Tom Reed Thriller Series
Page 14
“You understand?”
“Yes.”
“Have you ever lost a child?”
“No”
“You have children?”
“A son, Zach. He’s nine.”
Keller pondered this information. “My eldest boy was nine when he died. It was a boating accident.” Keller’s eyes were cold, dry.
Reed prompted him. “You lost all of your children?”
“Yes. All three of my children. Pierce was nine, Alisha six, and Joshua was three. I was with them. Just the four of us. I rented a boat to the Farallons. A storm hit as we neared the islands.”
Keller stopped cold. Reed looked at Martin for a cue. She shrugged. Lois Jensen and Angela Donner were sniffling.
“What happened?”
“It hit us hard. Rain, thunder, violent winds, wild swells cresting at seven, maybe eight feet. We were tossed like a toy. A whale came up under us and split the hull. We took on water. I failed to get life jackets on the children. We ended up in the ocean. Stay near me, I told them. It was impossible. They drowned calling for me. I survived. They never found their bodies. My wife blamed me and left me shortly after.”
Keller stared at Reed. “It was God’s will. I was being punished.”
“For what.”
“Living a lie.”
“You believe this is the reason your children drowned?”
“I know it’s the reason.”
“I see. What do you mean by that--you were living a lie?”
“I can’t tell you.”
“Why not?”
“It’s complicated.”
Reed said nothing.
“What my valiant brothers and sisters here have tried to convey tonight is the universal truth that when your child dies, you die, too. You become something else.”

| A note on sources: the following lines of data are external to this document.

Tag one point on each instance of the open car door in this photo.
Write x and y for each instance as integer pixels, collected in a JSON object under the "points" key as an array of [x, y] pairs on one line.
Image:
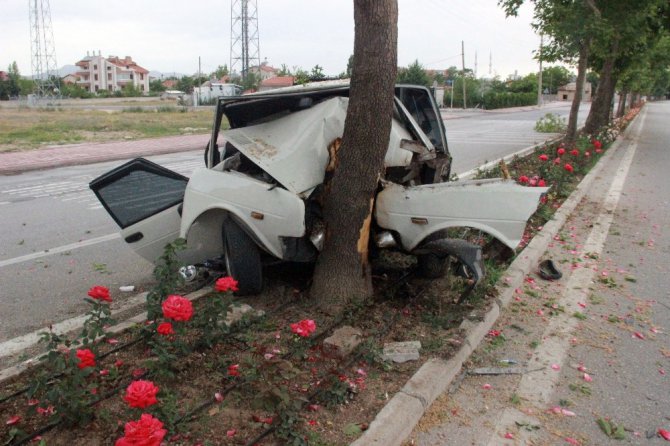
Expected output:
{"points": [[145, 200]]}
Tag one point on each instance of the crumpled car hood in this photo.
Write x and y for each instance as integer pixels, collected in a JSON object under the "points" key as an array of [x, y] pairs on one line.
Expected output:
{"points": [[294, 149]]}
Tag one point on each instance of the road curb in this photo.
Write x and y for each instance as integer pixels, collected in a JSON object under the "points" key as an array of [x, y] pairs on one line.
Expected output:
{"points": [[396, 421], [78, 322]]}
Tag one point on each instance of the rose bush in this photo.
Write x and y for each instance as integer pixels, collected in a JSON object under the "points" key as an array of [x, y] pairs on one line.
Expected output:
{"points": [[177, 308], [141, 394], [86, 358], [147, 431], [165, 329], [304, 328]]}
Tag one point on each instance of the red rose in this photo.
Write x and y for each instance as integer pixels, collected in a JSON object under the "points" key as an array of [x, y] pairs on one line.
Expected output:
{"points": [[304, 328], [233, 370], [100, 293], [141, 394], [165, 329], [226, 284], [147, 431], [86, 358], [177, 308]]}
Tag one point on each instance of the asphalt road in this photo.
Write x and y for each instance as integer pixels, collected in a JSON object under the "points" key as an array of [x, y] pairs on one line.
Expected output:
{"points": [[57, 241], [610, 363]]}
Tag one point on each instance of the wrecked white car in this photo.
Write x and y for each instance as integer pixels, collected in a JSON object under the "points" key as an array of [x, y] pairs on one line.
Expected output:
{"points": [[257, 198]]}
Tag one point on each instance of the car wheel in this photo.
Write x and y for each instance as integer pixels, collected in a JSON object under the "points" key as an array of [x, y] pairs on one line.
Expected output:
{"points": [[243, 259], [431, 266]]}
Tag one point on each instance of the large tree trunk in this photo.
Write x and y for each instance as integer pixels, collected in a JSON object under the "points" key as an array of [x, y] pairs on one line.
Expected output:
{"points": [[621, 109], [601, 108], [342, 270], [571, 132]]}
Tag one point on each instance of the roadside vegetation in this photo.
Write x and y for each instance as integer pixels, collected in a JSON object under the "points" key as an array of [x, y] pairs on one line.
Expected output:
{"points": [[194, 374]]}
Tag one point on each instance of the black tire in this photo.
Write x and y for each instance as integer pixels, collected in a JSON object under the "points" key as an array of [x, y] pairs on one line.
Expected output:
{"points": [[242, 258], [431, 266]]}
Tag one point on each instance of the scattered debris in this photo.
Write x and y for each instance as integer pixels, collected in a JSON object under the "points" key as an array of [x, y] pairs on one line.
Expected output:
{"points": [[401, 351], [343, 341], [237, 312], [498, 371], [548, 271]]}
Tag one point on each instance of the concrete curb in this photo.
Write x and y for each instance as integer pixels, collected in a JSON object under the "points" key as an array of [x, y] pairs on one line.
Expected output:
{"points": [[396, 421]]}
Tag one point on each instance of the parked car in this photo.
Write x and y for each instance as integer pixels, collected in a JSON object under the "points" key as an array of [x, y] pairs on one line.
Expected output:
{"points": [[258, 196]]}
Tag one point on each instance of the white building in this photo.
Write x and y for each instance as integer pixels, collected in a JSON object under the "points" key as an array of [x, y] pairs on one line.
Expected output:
{"points": [[111, 74], [209, 91]]}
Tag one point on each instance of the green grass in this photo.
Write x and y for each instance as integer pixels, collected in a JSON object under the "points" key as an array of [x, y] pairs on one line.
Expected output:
{"points": [[27, 129]]}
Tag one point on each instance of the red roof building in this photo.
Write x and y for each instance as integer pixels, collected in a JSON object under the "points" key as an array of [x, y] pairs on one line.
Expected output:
{"points": [[111, 73]]}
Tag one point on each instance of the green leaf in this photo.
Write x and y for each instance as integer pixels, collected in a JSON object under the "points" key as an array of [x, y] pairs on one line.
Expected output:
{"points": [[605, 426]]}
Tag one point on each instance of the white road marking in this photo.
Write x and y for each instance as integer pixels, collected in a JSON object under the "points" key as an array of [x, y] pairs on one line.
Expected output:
{"points": [[59, 249], [537, 388]]}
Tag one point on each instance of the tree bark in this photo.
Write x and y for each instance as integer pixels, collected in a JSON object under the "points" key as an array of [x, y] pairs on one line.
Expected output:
{"points": [[342, 270], [571, 132], [601, 107]]}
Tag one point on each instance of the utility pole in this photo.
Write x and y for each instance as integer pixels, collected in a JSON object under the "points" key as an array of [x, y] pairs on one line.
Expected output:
{"points": [[463, 62], [539, 77], [43, 50], [244, 41], [475, 64]]}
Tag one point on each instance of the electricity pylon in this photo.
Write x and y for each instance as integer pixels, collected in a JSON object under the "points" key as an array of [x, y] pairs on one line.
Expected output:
{"points": [[43, 50]]}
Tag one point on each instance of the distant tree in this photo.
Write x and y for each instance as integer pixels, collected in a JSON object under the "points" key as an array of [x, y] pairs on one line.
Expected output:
{"points": [[414, 74], [526, 84], [283, 71], [301, 76], [554, 77], [350, 66], [185, 84], [12, 86], [221, 71], [251, 81]]}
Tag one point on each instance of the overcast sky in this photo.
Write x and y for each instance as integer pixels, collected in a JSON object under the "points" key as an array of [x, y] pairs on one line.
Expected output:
{"points": [[170, 35]]}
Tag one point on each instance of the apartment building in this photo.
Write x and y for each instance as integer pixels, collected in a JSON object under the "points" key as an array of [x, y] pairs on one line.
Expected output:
{"points": [[111, 73]]}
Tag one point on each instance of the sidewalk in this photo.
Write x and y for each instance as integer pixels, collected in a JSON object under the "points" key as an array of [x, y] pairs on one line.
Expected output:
{"points": [[551, 359], [12, 163]]}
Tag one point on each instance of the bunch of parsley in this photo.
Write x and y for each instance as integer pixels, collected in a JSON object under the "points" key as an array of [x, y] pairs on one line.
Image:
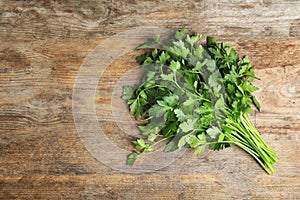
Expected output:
{"points": [[195, 96]]}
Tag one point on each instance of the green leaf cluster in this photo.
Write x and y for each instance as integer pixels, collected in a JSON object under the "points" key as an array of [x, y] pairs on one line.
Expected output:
{"points": [[195, 96]]}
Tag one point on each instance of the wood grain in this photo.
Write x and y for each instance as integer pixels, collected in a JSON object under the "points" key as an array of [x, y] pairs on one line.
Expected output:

Reed waited for the religious kicker.
“When my children died, I died, but was born again.”
Bingo.
“I didn’t realize at the time. It was a very slow process. It was an awakening followed by a revelation.”
“Tell me about it.”
Keller’s eyes went to Martin, then to Reed.
“With all due respect to the professor’s fine work, she has only touched the surface. The truth is that if a parent comes to terms, accepts their child’s death, they are destroyed. They have lost.”
Martin leaned forward slightly. Reed sensed she was hearing this for the first time. Keller continued.
“They must accept the divine truth. It was revealed to me.”
“What is the ‘divine truth’?” Reed said.
“We will be with our children again if we are true believers. If we don’t accept the divine truth, our children are lost forever. You can rescue them if you truly believe you can.”
Looney tunes, Reed thought, making notes to hide his reaction.
“Lois Jensen witnessed God’s work on the face of her son. I told her she is on the brink of her revelation. That is why I participate. To help the group realize the divine truth.”
“You say you can rescue your children. From where?” Reed said.
Keller closed his eyes. “I know that soon I will be with my children again. That I will deliver them from purgatory. God in His infinite mercy has revealed this to me. Every day I give Him thanks and praise Him. And every day, I wage war against doubt in preparation for my blessed reunion.”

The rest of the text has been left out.